Though it is not truly censorship, it does have the untoned feeling of it. It feels like having to handhold with every now, even books. And I very much dislike that thought and feeling.
This is where I learned to open up to the idea a bit with a level of understanding from the other side of the coin.
My trauma isn't your trauma or someone else's. How I have dealt with life and not let the bad affect me and how others handle it are different. Trauma is very real, and yes, just reading certain scenes in a fictional book can trigger emotions of said traumas, leading to a horrible time and potential downward spiral for said person.
Now, if there was a content warning at the bottom of the description, the reader could have looked at it to see if certain topics were there that might very well trigger them. From there, it is their call to processed or move on.

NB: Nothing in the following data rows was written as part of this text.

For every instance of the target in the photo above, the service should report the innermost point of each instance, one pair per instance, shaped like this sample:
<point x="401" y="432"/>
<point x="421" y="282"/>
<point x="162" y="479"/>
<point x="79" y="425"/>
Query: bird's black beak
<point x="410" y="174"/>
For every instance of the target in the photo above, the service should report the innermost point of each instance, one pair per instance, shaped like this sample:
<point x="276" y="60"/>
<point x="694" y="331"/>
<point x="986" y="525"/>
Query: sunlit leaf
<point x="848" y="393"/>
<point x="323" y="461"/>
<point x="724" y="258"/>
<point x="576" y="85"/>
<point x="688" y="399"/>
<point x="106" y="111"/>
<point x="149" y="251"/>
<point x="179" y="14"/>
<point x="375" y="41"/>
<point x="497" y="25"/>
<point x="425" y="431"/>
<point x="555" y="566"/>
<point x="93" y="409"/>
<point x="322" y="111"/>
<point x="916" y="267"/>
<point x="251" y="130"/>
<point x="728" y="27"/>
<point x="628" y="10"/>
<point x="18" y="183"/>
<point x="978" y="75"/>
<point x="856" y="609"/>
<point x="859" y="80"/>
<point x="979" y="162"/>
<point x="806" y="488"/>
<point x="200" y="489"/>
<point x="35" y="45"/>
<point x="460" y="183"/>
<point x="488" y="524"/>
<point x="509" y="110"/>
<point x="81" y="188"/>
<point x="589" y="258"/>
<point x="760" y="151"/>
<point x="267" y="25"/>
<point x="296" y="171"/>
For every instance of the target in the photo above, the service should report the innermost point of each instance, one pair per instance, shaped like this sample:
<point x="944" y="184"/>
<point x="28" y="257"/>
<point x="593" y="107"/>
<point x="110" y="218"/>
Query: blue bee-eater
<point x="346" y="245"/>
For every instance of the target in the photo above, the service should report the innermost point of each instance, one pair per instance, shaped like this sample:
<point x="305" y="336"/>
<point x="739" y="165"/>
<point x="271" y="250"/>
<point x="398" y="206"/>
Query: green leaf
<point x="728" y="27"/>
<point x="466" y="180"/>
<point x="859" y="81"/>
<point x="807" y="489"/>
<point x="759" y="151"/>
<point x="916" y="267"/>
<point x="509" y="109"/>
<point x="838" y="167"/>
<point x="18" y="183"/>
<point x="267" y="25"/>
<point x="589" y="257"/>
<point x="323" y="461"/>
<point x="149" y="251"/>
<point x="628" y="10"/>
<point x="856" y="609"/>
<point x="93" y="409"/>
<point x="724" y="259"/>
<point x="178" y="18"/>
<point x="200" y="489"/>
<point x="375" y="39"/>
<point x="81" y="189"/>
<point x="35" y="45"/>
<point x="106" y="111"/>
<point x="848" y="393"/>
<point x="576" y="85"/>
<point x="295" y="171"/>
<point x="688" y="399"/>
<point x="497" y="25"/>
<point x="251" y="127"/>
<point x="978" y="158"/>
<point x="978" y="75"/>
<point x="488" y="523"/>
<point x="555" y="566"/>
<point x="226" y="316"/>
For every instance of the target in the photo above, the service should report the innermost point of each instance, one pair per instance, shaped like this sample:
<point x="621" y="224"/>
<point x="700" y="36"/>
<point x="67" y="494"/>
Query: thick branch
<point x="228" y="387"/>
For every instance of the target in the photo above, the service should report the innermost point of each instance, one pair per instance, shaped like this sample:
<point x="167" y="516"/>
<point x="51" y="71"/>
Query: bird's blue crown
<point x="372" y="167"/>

Let's look at this in a few different ways
If you have very suggestive themes in your book that might very well trigger someone to have a bad light about the book, what do you think might happen? There is a good to fair chance, 1, they will leave a negative review, which hurts you more than a content warning ever will. 2, they likely will never read anything you write again. Which you might tell yourself, 'my stuff wasn't for them anyway." Which is likely true, but they might have told others about your book that they thought might like them. But now—maybe not so much. 3, what harm does it do to you? Really? What harm does providing a small trigger warning of specific themes at the bottom of the description do negatively towards you? The answer is none, not a single thing, other than irk you because you don't want to do it. Believe me, I know.
Now, let's step back a second and ask, What is a content warning?

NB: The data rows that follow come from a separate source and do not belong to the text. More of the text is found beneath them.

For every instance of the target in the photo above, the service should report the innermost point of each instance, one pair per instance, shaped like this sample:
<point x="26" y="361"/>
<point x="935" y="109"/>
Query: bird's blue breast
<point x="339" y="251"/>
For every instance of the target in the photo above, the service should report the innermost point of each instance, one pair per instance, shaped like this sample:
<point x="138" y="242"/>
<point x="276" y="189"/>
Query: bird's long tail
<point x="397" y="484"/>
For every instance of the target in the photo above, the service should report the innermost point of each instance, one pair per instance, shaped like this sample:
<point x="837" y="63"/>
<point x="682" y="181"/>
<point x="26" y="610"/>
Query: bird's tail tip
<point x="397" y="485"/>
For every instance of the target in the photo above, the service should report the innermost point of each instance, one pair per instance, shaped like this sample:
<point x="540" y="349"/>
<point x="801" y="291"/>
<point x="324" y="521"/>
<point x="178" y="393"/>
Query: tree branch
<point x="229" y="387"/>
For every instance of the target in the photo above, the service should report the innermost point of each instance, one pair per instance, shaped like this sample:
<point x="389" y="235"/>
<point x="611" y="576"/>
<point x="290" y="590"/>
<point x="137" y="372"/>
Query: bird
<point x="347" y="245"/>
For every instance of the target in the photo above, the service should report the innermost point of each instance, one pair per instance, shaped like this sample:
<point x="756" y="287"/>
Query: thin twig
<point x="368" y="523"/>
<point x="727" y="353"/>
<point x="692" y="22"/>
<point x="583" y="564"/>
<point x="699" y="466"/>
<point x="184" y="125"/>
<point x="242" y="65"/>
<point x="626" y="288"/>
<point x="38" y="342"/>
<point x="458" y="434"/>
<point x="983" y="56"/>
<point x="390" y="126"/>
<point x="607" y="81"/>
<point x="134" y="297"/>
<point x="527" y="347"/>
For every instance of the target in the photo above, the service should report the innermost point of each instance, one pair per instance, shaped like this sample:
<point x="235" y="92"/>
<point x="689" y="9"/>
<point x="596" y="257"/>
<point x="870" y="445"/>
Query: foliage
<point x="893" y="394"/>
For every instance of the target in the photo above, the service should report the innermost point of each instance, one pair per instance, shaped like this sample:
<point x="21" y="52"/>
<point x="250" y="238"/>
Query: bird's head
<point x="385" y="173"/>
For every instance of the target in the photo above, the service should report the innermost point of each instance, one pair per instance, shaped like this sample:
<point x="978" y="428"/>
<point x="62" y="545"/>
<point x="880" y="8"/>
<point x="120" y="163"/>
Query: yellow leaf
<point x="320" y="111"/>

This is again where things get controversial and heated sometimes.
What do you write? How much warning and for every little thing?
And again, this is something that bothered me too. My books are all very dark-themed, killing, rape, pedophilia, kidnapping, torture, graphic violence and sex, drug and alcohol use, foul language, and so on and so forth.
So, how much warning do you give before you ruin the book? Here's the thing, you're never going to please everyone with this because there are some very prudent people out there that will be offended no matter what you warn against and don't.
My thoughts are, pick the big ones; the ones that you know deep down are rough topics, i.e., rape, pedophilia, graphic sex, over-the-top graphic killing/violence, racial slurs, etc.
I would think if you stuck to those kinds of big things, you will be fine. It likely will save you from a few bad reviews and gives your sensitive readers a chance to avoid something they wouldn't like anyway. So, in the end, it is kind of win/win.
Now, this is, of course, 100% up to you if you use a warning or not. No one can make you. But I'd like you to think about this for a moment if you will.
At the end of the day, you are putting your work out there for people to read, to hopefully enjoy, right?
In short, if you have dark and over graphic scenes in your books, content warning might be a wise choice to add at the bottom of the description. In the next 3 to 5 years, I would suspect it will become standard practice and possibly something amazon and other bookselling sites will force anyway.
Right, now that that is out of the way. I need you all to leave so I can figure out why this tail isn't disappearing—erm—I mean, try to take it out of my butt—cause it's not real—I need to call Robin, he'll know what to do.
Indie author of the week
2/21/2021 07:23:13 pm
Spot on James. I'm pro 'content warnings' but never considered they will probably become mandatory in the future.
I am pro content warning but not in excessive way. I think it's important for the reasons and topics you mentioned. Mainly for those things that could trigger trauma that you may not experience but your readers could very well experience.